Enfin le dernier point est la nature même de ces deux économies, différentes dans leur ADN : l’économie française est encore très dépendante des services. L’industrie n’y représente plus que 11% du PIB : les services à la personne, le tourisme, la restauration, l’hôtellerie, sont les piliers de notre économie. Nous sommes plus proches de l’économie espagnole que de l’allemande. Or, ce sont les activités les plus affectées par la crise du Covid. Aux États-Unis, une mégapole comme New-York, reconvertie en grand centre touristique il y a une dizaine d’années, souffre du même phénomène que Paris.

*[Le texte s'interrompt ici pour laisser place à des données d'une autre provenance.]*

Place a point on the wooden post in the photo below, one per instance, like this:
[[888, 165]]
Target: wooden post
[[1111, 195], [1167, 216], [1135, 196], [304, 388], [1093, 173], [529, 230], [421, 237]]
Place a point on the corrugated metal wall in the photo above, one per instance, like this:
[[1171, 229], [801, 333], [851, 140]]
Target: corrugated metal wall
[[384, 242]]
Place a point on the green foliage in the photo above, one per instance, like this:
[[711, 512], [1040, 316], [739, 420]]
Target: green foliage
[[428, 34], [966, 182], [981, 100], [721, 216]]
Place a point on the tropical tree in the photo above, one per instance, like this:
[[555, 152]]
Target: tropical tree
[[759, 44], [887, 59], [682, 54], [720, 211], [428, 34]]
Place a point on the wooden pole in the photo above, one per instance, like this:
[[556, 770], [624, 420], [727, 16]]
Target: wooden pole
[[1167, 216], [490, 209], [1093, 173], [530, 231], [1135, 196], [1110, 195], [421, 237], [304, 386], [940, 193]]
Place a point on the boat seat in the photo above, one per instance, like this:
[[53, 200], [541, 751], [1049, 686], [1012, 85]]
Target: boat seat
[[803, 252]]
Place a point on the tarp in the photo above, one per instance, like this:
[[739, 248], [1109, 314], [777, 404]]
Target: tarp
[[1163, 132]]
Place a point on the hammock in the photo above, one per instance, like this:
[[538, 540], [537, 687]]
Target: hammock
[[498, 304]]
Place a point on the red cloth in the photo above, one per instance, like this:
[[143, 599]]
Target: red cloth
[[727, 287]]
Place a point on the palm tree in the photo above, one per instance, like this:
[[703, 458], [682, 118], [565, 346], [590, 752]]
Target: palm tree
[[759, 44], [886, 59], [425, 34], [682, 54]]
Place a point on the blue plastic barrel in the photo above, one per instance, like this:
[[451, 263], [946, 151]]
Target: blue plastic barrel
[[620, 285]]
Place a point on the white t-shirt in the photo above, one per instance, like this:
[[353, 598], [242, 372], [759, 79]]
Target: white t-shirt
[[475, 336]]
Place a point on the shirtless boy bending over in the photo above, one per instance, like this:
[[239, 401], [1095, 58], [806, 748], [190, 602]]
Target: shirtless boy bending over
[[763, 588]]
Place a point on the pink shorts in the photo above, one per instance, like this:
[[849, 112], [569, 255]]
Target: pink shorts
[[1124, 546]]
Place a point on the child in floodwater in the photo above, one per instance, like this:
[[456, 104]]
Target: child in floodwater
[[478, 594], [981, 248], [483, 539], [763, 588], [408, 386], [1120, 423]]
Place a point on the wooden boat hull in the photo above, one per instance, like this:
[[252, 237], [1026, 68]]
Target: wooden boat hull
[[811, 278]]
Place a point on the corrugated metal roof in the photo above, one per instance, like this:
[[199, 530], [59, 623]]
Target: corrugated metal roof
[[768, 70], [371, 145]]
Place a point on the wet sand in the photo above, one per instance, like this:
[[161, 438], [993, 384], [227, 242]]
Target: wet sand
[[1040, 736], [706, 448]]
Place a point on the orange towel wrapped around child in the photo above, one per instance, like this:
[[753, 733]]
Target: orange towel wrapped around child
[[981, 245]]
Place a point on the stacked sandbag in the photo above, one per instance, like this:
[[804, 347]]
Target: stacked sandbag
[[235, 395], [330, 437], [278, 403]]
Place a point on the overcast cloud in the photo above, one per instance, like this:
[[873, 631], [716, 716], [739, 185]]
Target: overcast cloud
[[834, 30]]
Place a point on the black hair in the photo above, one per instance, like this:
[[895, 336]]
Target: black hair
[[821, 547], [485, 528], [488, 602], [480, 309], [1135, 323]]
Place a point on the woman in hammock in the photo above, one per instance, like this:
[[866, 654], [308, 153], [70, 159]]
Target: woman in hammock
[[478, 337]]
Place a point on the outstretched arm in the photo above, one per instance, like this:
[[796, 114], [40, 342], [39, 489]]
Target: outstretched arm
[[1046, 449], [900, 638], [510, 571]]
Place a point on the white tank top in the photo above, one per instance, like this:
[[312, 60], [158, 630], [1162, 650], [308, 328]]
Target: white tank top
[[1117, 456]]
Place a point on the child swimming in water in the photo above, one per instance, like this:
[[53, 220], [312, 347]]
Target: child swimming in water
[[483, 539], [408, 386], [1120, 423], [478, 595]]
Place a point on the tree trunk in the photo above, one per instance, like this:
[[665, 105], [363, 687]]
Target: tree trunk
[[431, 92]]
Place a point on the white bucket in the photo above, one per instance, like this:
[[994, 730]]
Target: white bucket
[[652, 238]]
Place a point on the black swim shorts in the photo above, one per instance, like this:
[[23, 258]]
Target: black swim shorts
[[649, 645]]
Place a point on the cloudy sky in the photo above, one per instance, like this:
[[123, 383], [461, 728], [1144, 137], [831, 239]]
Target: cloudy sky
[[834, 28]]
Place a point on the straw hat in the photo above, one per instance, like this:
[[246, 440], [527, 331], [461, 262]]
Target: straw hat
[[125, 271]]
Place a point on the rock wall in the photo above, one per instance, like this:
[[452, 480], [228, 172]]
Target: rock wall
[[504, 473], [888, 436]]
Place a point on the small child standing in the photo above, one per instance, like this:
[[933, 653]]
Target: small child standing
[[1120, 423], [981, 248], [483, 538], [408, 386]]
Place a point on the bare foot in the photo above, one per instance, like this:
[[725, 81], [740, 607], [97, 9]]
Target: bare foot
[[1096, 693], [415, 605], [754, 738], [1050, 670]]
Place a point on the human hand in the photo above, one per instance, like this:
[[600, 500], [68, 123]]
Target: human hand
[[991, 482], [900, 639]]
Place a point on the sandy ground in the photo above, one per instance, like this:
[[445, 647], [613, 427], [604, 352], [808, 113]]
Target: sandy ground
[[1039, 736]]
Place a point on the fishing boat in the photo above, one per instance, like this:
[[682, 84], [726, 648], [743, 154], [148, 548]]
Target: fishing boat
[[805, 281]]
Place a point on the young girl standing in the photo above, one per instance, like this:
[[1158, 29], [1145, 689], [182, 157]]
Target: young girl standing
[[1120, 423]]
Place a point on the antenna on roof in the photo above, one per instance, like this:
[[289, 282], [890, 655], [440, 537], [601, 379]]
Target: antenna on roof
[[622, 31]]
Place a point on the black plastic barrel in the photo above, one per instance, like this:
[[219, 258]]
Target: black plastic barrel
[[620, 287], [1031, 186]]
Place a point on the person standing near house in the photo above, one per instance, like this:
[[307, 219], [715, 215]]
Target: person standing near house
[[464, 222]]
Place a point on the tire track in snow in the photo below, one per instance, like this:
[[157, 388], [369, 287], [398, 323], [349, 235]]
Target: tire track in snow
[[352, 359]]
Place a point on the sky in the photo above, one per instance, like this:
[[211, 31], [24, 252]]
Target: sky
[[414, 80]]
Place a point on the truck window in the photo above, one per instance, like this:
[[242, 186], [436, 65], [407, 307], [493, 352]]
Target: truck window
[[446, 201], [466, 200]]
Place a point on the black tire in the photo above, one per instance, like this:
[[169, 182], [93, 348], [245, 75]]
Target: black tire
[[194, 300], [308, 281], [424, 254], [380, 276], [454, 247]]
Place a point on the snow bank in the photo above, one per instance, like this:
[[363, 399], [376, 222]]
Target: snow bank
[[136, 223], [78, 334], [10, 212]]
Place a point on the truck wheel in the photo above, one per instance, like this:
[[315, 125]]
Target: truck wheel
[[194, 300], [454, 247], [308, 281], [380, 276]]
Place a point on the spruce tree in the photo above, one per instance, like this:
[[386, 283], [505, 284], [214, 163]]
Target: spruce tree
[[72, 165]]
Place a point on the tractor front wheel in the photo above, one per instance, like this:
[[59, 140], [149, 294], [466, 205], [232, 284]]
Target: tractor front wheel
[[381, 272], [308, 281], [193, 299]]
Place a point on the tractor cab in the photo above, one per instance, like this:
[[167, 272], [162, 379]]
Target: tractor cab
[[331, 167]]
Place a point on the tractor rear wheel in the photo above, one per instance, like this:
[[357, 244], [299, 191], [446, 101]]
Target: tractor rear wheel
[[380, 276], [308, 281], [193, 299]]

Mais de manière générale, la puissance économique américaine repose sur la technologie et la finance (activités largement immatérielles, sans contact humain, non affectées par le Covid) et, certes dans une moindre mesure mais avec un vrai renouveau depuis quelques années, l’industrie : or faire tourner les usines pendant le Covid, notamment loin des grandes métropoles, ne fut pas un problème. La France a donc souffert d’un secteur manufacturier moins important. Il faut signaler que la France a limité les dégâts en 2020 grâce à une industrie qui a continué tant bien que mal à fonctionner, celle de la construction et de l’immobilier, représentant 10% de son PIB.
Reste désormais la perspective 2021, qui sera largement déterminée aussi par le succès des campagnes de vaccination actuelles. Si l’optimisme est de mise aux États-Unis, qui devraient logiquement avoir effacé les séquelles de la crise assez rapidement, la France pourrait connaître une année 2021 plus compliquée que prévu, comme annoncée récemment par Bercy.